PLEASE DO NOT DIRECTLY MODIFY THIS PAGE, AS IT IS JUST HIXIE'S NOTES. IF YOU WANT TO CONTRIBUTE TO THIS PAGE, EITHER ADD EXAMPLES OF REAL-WORLD USE CASES TO THE TWO PAGES ABOVE, OR E-MAIL HIXIE OR THE LIST.
Requirements
Subtitle/Caption/Karaoke File Format
- per-cue in/out times
- inline time cues for karaoke
- bidi, newlines, ruby, italics [there's been no evidence provided that there's any need for more fine-grained control at a per-cue level]
- voice selection (so that e.g. sfx descriptions and each character can be a different colour)
- pre cue vertical position: top/middle/bottom/% (default bottom)
- pre cue horizontal position: left/center/right/% (default center for subtitles, left for captions)
- per cue text alignment: horizontal text: left, right, center; vertical text: top, middle, bottom
- display modes
- replace previous text (pop-up)
- scroll previous text up and add to bottom (roll-up)
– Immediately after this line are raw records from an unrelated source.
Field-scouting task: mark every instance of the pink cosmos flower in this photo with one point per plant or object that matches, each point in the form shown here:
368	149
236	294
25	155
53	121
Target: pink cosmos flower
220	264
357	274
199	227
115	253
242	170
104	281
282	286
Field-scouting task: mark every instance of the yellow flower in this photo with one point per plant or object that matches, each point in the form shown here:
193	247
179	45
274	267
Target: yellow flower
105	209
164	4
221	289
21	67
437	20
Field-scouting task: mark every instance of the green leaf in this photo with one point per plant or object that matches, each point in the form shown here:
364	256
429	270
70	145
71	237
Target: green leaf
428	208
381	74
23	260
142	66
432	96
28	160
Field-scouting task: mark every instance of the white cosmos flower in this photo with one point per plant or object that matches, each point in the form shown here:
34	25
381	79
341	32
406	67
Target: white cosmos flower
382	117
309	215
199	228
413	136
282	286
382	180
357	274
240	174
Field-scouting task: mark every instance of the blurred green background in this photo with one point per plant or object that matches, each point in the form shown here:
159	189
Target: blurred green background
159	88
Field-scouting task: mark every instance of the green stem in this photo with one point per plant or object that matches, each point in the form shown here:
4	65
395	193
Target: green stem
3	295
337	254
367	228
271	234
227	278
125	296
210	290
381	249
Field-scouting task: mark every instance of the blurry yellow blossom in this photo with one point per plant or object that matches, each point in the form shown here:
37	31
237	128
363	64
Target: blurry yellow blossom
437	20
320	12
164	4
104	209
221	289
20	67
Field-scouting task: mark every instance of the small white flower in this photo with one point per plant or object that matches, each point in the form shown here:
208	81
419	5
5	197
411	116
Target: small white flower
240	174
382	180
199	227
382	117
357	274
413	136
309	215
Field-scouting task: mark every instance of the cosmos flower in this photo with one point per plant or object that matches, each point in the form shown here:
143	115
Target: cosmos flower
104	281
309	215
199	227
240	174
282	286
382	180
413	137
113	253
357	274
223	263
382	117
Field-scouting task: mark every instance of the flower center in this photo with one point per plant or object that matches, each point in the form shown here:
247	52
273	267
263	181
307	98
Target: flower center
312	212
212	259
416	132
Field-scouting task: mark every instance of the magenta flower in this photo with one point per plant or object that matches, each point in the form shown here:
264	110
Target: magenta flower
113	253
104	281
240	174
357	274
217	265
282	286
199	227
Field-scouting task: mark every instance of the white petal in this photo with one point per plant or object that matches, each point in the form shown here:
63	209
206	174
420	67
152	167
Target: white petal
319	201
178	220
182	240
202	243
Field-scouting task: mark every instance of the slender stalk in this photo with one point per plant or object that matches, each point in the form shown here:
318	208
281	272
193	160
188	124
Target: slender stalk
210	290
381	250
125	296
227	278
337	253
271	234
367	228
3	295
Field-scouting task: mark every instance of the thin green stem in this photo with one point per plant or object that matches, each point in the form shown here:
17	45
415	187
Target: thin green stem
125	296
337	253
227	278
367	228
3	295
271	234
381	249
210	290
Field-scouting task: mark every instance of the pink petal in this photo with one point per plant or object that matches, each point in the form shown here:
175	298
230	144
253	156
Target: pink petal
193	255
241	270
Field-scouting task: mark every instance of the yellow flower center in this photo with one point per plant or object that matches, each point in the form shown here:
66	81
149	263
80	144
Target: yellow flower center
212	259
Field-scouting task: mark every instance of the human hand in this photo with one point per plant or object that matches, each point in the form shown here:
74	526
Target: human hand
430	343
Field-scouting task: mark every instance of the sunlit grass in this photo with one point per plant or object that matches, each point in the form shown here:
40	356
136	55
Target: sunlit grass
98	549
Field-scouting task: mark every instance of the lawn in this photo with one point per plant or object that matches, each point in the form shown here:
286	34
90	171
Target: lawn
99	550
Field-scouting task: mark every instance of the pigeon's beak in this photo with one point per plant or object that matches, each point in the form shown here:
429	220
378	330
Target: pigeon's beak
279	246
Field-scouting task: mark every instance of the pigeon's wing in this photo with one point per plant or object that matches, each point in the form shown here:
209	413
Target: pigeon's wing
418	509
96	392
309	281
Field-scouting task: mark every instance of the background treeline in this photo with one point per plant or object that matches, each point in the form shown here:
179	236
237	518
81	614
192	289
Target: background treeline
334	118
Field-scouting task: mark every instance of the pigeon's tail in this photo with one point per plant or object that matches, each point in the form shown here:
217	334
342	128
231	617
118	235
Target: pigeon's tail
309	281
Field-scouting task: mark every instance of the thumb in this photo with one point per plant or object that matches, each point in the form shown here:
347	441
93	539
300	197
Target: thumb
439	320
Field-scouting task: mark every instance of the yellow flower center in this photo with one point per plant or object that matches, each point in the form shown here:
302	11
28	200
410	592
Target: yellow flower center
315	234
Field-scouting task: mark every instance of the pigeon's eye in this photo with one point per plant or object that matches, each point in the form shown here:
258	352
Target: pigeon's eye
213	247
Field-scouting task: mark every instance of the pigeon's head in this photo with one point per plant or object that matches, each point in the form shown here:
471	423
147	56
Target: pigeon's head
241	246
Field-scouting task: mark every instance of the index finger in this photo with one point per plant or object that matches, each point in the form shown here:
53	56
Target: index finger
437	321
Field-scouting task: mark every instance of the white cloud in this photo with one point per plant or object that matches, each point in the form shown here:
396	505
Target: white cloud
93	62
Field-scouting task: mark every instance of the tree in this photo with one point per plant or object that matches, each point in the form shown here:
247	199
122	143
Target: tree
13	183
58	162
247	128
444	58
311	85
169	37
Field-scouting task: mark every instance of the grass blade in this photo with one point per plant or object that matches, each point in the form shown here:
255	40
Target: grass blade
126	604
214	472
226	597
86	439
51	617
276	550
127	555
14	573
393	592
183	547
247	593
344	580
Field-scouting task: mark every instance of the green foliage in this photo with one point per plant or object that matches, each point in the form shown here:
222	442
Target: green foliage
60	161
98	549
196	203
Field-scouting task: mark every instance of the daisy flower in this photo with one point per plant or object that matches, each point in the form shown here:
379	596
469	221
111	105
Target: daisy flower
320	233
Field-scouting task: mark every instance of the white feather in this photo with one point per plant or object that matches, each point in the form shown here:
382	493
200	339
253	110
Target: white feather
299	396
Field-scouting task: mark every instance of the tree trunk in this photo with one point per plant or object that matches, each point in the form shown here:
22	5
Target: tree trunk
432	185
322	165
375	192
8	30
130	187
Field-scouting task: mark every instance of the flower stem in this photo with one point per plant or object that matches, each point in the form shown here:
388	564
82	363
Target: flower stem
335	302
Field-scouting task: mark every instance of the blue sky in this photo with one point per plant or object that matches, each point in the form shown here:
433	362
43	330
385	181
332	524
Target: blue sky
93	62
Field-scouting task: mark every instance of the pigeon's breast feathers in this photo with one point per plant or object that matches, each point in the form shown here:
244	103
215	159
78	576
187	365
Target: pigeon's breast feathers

- incremental text for live captions, if we support those
- multiple cues placed in adjacent places (e.g. from different voices or with slightly different times) would need to automatically stack so they don't overlap
(Percentage positions would work like background-position in CSS.)
Formatting
Inline
- text should be bidi-aware
- some cases use ruby
- some cases use italics
Global
- color of background/text/outline is needed for readability on different types of video.
- webfonts is needed to provide high quality subtitles in some non-Latin languages (e.g. Chinese where a suitable font is unlikely to be available even on Chinese computer systems).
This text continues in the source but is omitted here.